800.000 Menschen in Deutschland stottern. Die Sprechbehinderung tritt in allen Kulturen und Schichten auf. Ursache des Stotterns ist eine Störung im Sprechablauf, eine Fehlfunktion in der Zusammenarbeit der linken und rechten Gehirnhälfte, die wahrscheinlich genetisch bedingt ist. Dennoch wird das Ringen mit den Worten häufig mit mangelnder Intelligenz, extremer Schüchternheit oder psychischen Störungen verbunden – Vorurteile, die nicht wenige Betroffene verstummen lassen. „Stotternde redet! Ihr bewegt viel!“ lautet deshalb in diesem Jahr das Motto für den 22. Oktober, den Welttag des Stotterns.

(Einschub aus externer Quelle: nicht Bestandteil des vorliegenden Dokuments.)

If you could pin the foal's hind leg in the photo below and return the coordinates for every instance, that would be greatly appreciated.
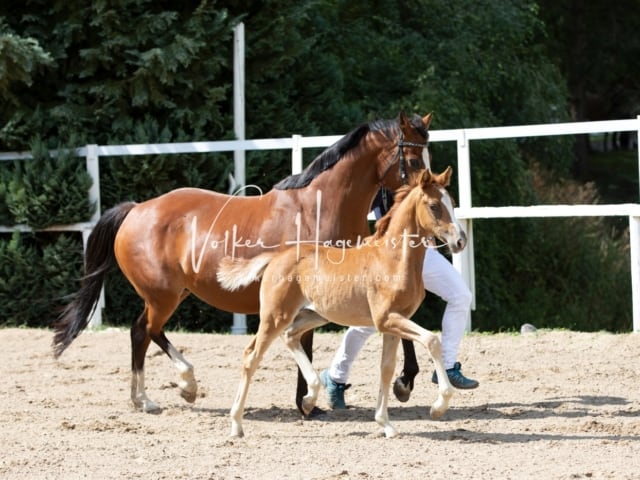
(387, 366)
(403, 385)
(250, 360)
(293, 337)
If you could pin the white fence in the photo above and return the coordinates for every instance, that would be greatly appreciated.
(464, 262)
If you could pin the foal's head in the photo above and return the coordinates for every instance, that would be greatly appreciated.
(435, 210)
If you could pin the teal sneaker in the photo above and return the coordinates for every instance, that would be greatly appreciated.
(335, 391)
(457, 379)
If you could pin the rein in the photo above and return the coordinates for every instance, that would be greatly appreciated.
(400, 157)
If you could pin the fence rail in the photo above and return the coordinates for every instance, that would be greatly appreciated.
(464, 261)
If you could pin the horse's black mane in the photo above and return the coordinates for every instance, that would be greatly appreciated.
(335, 152)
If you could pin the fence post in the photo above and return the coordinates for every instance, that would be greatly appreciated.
(296, 155)
(239, 326)
(634, 244)
(464, 261)
(93, 168)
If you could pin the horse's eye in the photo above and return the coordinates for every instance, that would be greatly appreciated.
(416, 163)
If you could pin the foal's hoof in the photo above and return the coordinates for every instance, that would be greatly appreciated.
(401, 391)
(316, 414)
(188, 396)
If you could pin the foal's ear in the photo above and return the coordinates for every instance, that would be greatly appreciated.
(426, 120)
(444, 178)
(426, 178)
(403, 121)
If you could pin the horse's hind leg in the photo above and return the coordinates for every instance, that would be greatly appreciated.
(302, 388)
(188, 386)
(403, 385)
(139, 344)
(149, 326)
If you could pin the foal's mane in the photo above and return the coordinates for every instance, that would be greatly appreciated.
(335, 152)
(382, 225)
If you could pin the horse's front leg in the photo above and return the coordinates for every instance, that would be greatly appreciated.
(387, 367)
(403, 385)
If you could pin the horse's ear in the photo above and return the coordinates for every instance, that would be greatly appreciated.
(426, 120)
(402, 119)
(444, 178)
(426, 178)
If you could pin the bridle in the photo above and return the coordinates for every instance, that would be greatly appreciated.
(399, 157)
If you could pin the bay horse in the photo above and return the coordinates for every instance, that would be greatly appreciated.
(169, 247)
(378, 282)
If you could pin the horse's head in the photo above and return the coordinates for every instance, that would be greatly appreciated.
(404, 160)
(436, 209)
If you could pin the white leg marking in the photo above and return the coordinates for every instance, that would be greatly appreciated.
(188, 386)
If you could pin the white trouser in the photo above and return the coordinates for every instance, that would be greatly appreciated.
(439, 277)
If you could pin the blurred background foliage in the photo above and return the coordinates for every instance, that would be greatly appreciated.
(150, 71)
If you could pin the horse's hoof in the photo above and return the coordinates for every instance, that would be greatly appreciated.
(401, 391)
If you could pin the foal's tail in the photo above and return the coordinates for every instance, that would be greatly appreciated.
(234, 274)
(99, 259)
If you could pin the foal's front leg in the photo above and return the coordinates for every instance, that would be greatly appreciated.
(306, 320)
(387, 367)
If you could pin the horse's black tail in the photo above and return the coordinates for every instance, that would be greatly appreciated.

Behandelt werden kann die Sprechbehinderung inzwischen gut. „Eine seriöse Stottertherapie kann bei Kindern und Erwachsenen nachhaltige Erfolge erzielen“, stellt Dr. Matthias Kremer, Vorsitzender der Bundesvereinigung Stotterer-Selbsthilfe e.V. (BVSS) klar. Doch die eigene Angst vor dem fehlerhaften Sprechen und vor der Reaktion der Mitmenschen auf das ‚Anders sein‘ führt zu weiteren Einschränkungen. „Um sich vor schiefen Blicken zu schützen bestellt jemand beim Bäcker lieber vier statt der benötigten zwei Brötchen, weil er ‚vier‘ besser aussprechen kann“, erklärt Kremer eine der häufigsten Strategien, die Betroffene entwickeln. Andere vermeiden das Sprechen, wo immer es geht, und geraten so unweigerlich ins soziale Abseits.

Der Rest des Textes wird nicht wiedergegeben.